While White agreed that Nowland was small in stature, when asked if she was weak, he said he “wouldn’t be able to give an answer.”

On the video, White can be heard repeatedly asking Nowland to put the knife on the table. After she refused and stood up, with one hand on the walker, White pulled out his Taser.

“You see this?” White asked her. “This is a Taser. Drop it now,” he said, referring to the knife. Then after a few more appeals, he warned her “you’re gonna get tased.”

After more warnings, White can be heard saying, “Nah, bugger it” and deployed the Taser.

The court heard White had the Taser pointed at Nowland, its light shining in her eyes, for one minute before he used it.

Asked what he meant by “Nah, bugger it,” and if it was a sign he was “fed up” and had abandoned attempts to resolve the issue, he disagreed.
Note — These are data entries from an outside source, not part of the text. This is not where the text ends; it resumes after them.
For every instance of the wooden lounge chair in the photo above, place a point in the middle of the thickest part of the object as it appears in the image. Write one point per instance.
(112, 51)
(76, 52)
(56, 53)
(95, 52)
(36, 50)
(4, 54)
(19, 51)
“I was going to be firing a Taser at a 95-year-old. I felt it was my only option at the time to ensure a safe resolution of the incident,” he said.

“I completely understand it was going to cause her some sort of, you know, injury and pain, but I felt that the risk had elevated to the point that, you know, it required a resolution, and it’s not our job to shy away from these types of incidents,” White said.

“I was not going to essentially gamble on the risk of having her out in the corridor,” he added.

In summing up, Crown Prosecutor Brett Hatfield pointed to contradictions in White’s testimony as he tried to justify his actions in deploying the Taser.

“Answers were malleable and changing, even within a few questions,” he said, while also describing some of White’s responses as “evasive and unpersuasive.”

“This was not a mere breach of the standard of care,” said Hatfield. “This was such an utterly unnecessary and obviously excessive use of force on Mrs. Nowland that it warrants punishment for manslaughter,” he said.

In a judgment published Friday, Justice Ian Harrison said the case was unlike any other he’d confronted in his career, because White did not act out of the typical motivations people have for inflicting harm, such as anger, malice or revenge.

Instead, Nowland’s death was the result of the police officer’s failure to recognize that he was not confronted with a serious threat, he added.

“It was no more and no less than an error of judgment with fatal consequences,” Harrison wrote.

White has been suspended from the NSW Police force without pay and remains free on bail before a sentencing hearing next year that may see him imprisoned.

Harrison wrote that he needed to assess the risks of other inmates targeting White as a convicted police officer.

In a statement released Friday, Nowland’s family said they were “disappointed” White wasn’t in custody, and were “struggling to understand” why he was able to move freely in the community despite having been found guilty of manslaughter.

This story has been updated with additional information.